Add to this other moments – discovering yet another friend is pregnant on Facebook; the baby photo contest that unexpectedly greets me in a meeting at work; the stranger who unknowingly asks us how many children we have…

Most call these unexpected disturbances TRIGGERS. I like to call them “INVISIBLE GORILLAS.”

(You must watch this video, or this next part won’t make any sense…)

Belated SPOILER ALERT! I’m sorry if the title gave it away. Just in case, here is another brain game to test your wits further. This clip from National Geographic’s “Brain Games” does an excellent job explaining this strange psychological phenomenon.

Psychologists call this phenomenon “selective attention” or “selective perception.”

As they theorize, the brain can only take in and process so much information at a time. When it becomes overwhelmed by outer stimuli, your brain must then choose and prioritize what it will focus on in a given moment. Like a spotlight, the mind will zero in and direct its attention to the basketball players passing the ball or on the girls in green doing double dutch, for example. But in doing so, it may miss the giant gorilla or the dancing chicken entirely. Blinded by the brain’s focus, the gorilla becomes invisible…

…unless you are looking for it.

Living in a world of triggers feels like living surrounded by giant and dangerous gorillas, all ready to pounce and to pulverize us. Our brains’ spotlights are constantly on edge and on the lookout for them. Defensively, we seek these gorillas out before they can hurt us. Suddenly, there are babies, pregnant bellies, and other overwhelming triggers everywhere. And when we see them, these giant gorillas are so big and so obvious to us that it seems impossible that they are actually invisible to the blinded world around us. Usually, the world just does not see, like we do, that these beautiful babies are really gorillas wearing a dangerous disguise.

Sometimes babies come with trigger warnings; most often, they don’t.

This week, for example, I appreciated when my boss pulled me aside to let me know that a colleague had her baby. I find that the gorillas are less powerful when I know that others can see them too. If I am prepared in advance for an announcement and it is not sprung on me in surprise, I can handle it much better.

However, even the most well-intentioned people may not see every gorilla or know when one is attacking me.

Also at work this week, I cried tears of gratitude as I thanked my colleagues during our staff meeting for all of their support and compassion after the stillbirth of our sons. They clapped and welcomed me back, expressing their own gratitude for my health and for the chance that they had to attend the funeral. My colleagues have been so helpful and so compassionate for us, and since they were aware of my pain and that I have been so open with my grief, I just assumed that they could see my gorillas too. After all, my boss had just evidenced his sensitivity when he told me about my coworker’s baby in private.

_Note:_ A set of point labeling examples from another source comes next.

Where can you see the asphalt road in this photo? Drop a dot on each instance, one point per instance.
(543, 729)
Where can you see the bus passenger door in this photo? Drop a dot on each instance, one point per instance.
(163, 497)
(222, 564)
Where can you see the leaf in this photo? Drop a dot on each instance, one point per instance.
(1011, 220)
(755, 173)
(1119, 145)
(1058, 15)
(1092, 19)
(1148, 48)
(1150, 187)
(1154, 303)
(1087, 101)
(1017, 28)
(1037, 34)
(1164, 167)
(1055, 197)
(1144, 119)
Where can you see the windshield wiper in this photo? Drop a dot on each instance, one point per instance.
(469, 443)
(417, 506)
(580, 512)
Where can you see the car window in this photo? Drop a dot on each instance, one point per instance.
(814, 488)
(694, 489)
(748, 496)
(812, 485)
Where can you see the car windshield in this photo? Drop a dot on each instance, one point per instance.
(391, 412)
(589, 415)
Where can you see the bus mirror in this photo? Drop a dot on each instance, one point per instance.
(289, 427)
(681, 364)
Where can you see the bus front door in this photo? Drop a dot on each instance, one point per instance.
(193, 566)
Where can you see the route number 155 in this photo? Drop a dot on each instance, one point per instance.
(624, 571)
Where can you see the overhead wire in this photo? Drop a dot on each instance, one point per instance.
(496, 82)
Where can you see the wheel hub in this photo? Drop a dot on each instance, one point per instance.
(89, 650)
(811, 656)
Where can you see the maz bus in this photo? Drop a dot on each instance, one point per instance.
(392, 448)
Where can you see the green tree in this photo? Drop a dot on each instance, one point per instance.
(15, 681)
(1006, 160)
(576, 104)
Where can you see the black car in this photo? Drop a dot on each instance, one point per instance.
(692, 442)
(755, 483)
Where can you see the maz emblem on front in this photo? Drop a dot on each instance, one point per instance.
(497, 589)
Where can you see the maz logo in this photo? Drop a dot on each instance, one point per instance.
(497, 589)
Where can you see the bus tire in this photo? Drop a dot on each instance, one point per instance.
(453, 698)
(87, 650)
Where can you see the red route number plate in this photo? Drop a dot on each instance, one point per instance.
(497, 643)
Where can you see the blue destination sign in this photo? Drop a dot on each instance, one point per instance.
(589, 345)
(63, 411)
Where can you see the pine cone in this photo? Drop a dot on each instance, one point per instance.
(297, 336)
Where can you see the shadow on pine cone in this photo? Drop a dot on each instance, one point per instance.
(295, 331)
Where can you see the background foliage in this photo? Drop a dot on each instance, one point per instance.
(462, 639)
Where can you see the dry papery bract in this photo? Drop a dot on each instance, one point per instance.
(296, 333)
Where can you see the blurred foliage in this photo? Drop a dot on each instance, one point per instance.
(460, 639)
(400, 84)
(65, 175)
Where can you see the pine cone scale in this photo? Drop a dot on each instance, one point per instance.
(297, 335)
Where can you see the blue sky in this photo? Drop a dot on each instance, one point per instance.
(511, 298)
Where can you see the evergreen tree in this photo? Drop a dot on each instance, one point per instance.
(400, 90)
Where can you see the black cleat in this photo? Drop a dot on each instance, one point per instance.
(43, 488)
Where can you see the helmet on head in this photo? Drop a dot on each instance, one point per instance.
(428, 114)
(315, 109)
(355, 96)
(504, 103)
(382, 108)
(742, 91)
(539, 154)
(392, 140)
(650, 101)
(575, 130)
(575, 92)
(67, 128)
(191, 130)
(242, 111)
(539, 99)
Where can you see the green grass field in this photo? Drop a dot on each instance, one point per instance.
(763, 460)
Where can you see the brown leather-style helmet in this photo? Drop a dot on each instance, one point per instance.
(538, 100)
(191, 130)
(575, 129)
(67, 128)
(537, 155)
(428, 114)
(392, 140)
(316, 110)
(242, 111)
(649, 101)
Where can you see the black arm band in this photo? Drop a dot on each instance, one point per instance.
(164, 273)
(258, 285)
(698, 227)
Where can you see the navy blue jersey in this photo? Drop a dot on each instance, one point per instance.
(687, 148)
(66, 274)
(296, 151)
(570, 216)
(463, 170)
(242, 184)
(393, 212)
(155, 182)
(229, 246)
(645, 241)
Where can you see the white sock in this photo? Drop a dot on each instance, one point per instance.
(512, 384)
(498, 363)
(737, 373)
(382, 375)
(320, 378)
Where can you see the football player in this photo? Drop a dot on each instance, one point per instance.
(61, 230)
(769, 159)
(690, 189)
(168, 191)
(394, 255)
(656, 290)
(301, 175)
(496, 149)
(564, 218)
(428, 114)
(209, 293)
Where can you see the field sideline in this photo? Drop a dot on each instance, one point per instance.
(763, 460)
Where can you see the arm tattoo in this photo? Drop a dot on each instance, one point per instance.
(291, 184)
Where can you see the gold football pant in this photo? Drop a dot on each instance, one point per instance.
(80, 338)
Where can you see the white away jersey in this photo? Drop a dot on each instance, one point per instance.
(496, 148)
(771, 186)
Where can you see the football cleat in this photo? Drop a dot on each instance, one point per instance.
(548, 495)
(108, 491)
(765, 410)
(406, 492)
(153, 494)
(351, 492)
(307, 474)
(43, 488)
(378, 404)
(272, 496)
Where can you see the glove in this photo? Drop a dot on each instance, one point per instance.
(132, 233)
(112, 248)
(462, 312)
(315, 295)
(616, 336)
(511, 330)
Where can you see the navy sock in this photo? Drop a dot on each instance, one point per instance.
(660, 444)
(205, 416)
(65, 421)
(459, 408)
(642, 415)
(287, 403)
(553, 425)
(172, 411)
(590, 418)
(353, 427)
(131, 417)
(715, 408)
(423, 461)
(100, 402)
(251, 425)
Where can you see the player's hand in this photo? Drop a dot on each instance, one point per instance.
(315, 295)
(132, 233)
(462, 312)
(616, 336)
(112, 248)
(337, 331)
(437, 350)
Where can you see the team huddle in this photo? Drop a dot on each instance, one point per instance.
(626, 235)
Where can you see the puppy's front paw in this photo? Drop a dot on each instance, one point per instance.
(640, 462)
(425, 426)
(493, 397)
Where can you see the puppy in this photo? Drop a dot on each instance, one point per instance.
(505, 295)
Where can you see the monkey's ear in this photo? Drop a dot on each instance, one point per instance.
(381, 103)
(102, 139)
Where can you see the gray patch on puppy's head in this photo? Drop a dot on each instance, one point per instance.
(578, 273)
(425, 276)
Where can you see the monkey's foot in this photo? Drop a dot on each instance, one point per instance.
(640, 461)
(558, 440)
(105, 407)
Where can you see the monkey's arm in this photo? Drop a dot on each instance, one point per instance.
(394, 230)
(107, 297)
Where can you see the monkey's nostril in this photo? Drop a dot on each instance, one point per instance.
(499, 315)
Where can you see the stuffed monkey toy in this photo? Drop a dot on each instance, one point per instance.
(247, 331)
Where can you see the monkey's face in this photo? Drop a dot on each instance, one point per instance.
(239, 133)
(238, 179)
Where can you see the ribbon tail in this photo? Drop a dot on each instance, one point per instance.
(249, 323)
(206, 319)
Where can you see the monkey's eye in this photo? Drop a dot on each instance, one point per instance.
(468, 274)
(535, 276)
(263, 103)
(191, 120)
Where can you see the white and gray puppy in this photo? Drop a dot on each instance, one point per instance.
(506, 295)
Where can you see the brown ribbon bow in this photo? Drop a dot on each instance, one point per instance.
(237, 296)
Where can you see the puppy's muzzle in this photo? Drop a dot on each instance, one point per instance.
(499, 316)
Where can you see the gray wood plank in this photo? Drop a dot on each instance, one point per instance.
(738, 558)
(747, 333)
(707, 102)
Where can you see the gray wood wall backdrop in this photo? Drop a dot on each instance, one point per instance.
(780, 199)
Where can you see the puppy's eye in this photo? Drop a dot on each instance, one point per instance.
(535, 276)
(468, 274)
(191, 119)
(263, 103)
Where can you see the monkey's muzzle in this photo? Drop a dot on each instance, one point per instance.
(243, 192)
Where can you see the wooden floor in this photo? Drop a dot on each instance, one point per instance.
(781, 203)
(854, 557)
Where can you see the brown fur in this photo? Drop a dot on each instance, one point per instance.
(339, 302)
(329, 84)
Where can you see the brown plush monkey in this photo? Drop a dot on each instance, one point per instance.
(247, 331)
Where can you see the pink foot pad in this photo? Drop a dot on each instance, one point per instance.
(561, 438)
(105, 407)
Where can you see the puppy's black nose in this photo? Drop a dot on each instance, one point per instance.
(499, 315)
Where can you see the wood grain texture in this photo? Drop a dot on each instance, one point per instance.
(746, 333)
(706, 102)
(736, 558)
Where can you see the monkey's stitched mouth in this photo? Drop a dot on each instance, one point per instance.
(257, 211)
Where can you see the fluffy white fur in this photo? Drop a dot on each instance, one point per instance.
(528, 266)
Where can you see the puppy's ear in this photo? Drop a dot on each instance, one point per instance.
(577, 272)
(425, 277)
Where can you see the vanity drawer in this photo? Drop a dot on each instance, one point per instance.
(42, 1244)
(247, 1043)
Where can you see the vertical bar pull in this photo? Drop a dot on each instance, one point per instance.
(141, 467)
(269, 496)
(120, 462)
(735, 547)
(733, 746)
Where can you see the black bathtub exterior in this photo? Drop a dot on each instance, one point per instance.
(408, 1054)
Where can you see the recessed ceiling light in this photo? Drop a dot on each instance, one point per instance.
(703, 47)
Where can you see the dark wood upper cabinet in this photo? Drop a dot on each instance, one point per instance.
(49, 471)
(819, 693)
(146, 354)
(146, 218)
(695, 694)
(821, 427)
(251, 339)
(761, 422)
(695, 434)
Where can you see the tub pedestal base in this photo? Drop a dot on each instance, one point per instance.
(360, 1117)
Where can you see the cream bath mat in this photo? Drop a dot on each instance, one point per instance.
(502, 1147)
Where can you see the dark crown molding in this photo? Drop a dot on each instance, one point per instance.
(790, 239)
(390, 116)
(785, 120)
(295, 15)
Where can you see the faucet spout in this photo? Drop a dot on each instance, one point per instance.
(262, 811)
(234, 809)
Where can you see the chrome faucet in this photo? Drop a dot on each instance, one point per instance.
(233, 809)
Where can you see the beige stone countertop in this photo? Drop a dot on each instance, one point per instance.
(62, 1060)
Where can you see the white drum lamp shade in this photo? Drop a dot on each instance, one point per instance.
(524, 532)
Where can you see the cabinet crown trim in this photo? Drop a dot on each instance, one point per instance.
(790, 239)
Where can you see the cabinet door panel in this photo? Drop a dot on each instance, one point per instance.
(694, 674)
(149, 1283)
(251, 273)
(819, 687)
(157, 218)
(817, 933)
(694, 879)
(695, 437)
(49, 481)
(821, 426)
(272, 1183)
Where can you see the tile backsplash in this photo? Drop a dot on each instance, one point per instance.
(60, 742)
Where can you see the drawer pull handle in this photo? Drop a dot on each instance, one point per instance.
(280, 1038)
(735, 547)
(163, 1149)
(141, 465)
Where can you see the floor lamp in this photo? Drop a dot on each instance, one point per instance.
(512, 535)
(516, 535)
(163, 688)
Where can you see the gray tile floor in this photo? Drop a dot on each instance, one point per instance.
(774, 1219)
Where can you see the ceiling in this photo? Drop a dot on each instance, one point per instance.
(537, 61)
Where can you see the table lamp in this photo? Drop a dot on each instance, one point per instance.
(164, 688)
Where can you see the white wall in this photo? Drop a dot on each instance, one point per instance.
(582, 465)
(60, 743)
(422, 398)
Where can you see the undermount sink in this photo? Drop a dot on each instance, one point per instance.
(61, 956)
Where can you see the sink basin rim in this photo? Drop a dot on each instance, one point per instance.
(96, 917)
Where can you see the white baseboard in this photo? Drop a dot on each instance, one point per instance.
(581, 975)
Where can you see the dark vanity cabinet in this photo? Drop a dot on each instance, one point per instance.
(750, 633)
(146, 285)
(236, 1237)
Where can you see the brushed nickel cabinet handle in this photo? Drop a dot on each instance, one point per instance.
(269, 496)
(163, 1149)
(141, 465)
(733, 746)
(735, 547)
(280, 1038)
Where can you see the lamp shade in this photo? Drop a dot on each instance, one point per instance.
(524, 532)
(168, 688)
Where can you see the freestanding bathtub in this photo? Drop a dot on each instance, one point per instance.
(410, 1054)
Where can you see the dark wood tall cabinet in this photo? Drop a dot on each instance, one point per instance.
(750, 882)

However, what makes invisible gorillas so dangerous is the fact that they are invisible. In the moment immediately after my heartfelt and heart wrenching announcement of gratitude, my boss moved down to the next item on the agenda, which I had not seen – a baby photo contest. In my absence, each of my colleagues had submitted a baby photo so everyone could guess which photo belonged to each person. Caught off guard, I was completely unprepared when the projector screen raised slowly to reveal a wall full of baby pictures – each baby actually a gorilla in disguise. 

It is almost impossible to explain what triggers do to my psyche when they attack. In an indescribable way, each baby’s face in those pictures caused me to flashback to the faces of my own babies, like a stabbing reminder of my grief. But because I was in public, I had to feign composure, and no one else could see the pain and the damage that these invisible gorillas had caused.

I know that I am not the only one who lives in a world full of invisible gorillas. Others are in pain fighting gorillas that I too may not see. This is, in part, why trigger warnings and safe spaces have become so prevalent. Typically, trigger warnings have been used at the beginning of writings or accompanying syllabi to warn survivors of trauma, such as sexual violence, crime, or torture, of content that may disturb or “trigger” them. As writer Melissa McEwan explains, “We provide trigger warnings because they give survivors of various stripes the option to assess whether they’re in a state of mind to deal with triggering material before they stumble across it.”  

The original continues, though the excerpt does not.